Jozefs Freiheitsdrang war ihm dabei nicht nur erhalten geblieben, sondern durch die folgende zähen Kämpfe um Freizeit an der Front weiter genährt worden. Zusätzlich ärgerte ihn die Hinhaltetaktik des Deutschen Reiches, Polen 1916 zwar als Königreich ausgerufen, aber durch den für sie etwas ungünstigen Kriegsverlauf weder die Kraft noch das Interesse gehabt zu haben, die versprochene Unabhängigkeit auch zu installieren. Dies widerwillig gegeben anmutende Geschenk nahm er dann auch nicht an und machte dem Kaiserreich trotzig das weihnachtlich anmutende Gegengeschenk in Form eines Treueeides sowieso nicht.
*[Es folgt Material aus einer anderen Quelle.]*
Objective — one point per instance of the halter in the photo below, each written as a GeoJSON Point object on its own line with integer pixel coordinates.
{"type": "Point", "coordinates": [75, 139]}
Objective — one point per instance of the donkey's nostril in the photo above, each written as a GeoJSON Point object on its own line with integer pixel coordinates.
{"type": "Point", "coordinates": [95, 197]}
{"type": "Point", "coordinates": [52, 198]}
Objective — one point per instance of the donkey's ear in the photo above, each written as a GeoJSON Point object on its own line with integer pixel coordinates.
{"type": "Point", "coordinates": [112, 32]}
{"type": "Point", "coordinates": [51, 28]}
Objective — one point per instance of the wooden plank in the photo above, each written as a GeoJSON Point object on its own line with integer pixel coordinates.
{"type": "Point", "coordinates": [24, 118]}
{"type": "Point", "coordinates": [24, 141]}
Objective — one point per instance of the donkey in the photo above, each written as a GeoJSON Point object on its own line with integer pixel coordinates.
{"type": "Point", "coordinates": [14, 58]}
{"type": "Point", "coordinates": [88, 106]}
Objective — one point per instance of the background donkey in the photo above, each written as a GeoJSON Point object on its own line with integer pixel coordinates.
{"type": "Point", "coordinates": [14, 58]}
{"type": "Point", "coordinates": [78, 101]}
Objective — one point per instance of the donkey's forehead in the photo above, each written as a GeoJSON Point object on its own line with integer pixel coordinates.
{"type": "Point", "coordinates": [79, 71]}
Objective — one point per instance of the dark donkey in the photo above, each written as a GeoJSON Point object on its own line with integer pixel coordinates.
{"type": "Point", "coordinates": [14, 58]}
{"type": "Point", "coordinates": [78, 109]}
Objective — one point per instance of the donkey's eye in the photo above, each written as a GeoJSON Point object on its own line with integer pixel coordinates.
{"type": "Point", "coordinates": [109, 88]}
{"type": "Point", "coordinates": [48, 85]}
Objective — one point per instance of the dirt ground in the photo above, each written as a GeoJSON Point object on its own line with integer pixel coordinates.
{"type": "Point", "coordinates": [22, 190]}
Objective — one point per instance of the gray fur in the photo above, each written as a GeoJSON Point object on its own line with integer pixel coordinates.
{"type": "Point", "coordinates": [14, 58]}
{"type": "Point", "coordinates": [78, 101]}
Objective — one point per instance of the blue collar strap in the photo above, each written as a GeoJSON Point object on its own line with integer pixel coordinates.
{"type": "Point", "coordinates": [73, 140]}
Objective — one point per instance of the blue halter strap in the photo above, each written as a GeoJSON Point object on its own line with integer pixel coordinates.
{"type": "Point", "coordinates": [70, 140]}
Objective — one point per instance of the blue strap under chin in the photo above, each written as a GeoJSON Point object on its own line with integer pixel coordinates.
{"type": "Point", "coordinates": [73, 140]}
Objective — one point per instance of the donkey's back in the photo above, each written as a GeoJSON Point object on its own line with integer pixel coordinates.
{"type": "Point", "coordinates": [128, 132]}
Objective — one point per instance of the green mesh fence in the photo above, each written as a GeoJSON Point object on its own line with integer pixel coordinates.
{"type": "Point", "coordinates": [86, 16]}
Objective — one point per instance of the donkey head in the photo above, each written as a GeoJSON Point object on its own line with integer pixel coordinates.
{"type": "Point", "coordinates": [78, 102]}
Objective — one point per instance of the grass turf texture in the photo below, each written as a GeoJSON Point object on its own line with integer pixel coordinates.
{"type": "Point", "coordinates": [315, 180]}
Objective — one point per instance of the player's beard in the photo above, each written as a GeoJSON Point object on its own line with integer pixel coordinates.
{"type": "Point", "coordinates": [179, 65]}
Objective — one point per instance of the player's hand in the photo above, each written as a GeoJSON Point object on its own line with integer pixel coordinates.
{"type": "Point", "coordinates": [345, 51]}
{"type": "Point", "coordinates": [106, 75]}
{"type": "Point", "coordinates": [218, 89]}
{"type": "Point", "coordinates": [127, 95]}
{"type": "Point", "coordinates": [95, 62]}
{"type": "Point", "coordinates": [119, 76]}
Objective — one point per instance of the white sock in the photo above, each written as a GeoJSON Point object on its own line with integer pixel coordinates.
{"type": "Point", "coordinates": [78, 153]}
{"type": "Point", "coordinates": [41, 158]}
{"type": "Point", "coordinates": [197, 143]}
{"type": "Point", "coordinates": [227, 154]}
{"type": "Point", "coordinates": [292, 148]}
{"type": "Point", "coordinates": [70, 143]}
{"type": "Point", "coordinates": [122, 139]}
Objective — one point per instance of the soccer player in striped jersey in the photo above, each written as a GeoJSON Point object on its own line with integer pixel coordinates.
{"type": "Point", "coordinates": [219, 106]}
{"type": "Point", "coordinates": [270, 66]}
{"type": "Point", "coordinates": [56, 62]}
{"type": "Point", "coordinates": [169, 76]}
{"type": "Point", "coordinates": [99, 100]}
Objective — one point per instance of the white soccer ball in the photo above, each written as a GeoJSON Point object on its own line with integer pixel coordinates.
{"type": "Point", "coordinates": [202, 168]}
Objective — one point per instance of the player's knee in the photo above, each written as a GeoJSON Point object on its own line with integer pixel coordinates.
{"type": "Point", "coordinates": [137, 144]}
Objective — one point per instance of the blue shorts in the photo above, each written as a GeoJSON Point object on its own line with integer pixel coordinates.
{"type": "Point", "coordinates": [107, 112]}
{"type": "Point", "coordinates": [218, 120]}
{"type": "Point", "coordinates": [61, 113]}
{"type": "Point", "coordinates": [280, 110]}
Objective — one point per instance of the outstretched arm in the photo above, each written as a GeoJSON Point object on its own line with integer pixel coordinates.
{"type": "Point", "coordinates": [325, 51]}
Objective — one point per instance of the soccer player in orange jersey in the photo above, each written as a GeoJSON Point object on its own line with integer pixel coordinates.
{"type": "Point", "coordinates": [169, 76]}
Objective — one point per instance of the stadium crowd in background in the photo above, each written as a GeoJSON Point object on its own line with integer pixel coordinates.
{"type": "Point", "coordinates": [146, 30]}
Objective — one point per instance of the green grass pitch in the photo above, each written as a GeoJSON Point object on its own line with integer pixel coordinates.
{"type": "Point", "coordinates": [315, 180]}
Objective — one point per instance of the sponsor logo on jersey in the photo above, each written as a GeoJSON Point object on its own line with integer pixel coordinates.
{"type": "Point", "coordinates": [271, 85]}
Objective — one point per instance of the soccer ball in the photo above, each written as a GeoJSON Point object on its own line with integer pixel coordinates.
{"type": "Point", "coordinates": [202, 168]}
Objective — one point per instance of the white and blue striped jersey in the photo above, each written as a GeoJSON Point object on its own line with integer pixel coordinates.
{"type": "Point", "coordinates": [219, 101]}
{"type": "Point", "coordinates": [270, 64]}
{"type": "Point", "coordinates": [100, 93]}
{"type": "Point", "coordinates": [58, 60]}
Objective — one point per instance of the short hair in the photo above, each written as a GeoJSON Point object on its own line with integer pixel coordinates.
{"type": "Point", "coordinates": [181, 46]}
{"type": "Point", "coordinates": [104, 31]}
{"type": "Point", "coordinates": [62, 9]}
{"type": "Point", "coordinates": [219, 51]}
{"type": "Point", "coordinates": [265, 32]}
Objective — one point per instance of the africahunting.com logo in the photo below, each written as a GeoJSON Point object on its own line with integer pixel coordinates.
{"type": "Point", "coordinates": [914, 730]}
Glücklicherweise wurde er von den Deutschen inhaftiert und so vor weiteren persönlichen Konsequenzen seines Kriegsschneiderhandwerks geschützt.

Im Trubel

Auf einmal war der Krieg aus, die Deutschen hatten ihn verloren und er wurde 1918 auf freien Fuß gesetzt. Letztlich hatte er durch große Geduld, handwerkliches Geschick und mit der Rückendeckung der Siegermächte die schwelende Ungewissheit um die politische Identität seines Vaterlandes im wahrsten Sinne des Wortes ausgesessen, ohne selbst einen Schuss getan zu haben. Ein Meisterstück! Er fand sich daher in Warschau in nicht enden wollenden "After War"-Partys wieder und des Ruhmes nicht genug, wurde er schließlich als Staatsoberhaupt eingesetzt.

Impertinenz

Unabhängigkeit ist immer eine Sache des Blickwinkels. Dieser steht auch eine Diktatur nicht entgegen, denn noch nie hatte jemand behauptet, dass diese neu geschenkte politische Unabhängigkeit vom Volk genossen werden müsse. Für ihn reichte es völlig aus, wenn ein einziger, nämlich er selbst diese Freiheit auslebte. Dafür sorgte in väterlicher Manier für seine Kinder, genug räumliche Freiheit zu bekommen. Dies kollidierte jedoch mit den Interessen Russlands, so sah er sich als optimistischer Kartograph des neuen Polens bei der Festlegung neuer Grenzen, als Held, der er nie sein wollte und als Soldat, der er nie war, in einen neuen Krieg hineingezogen.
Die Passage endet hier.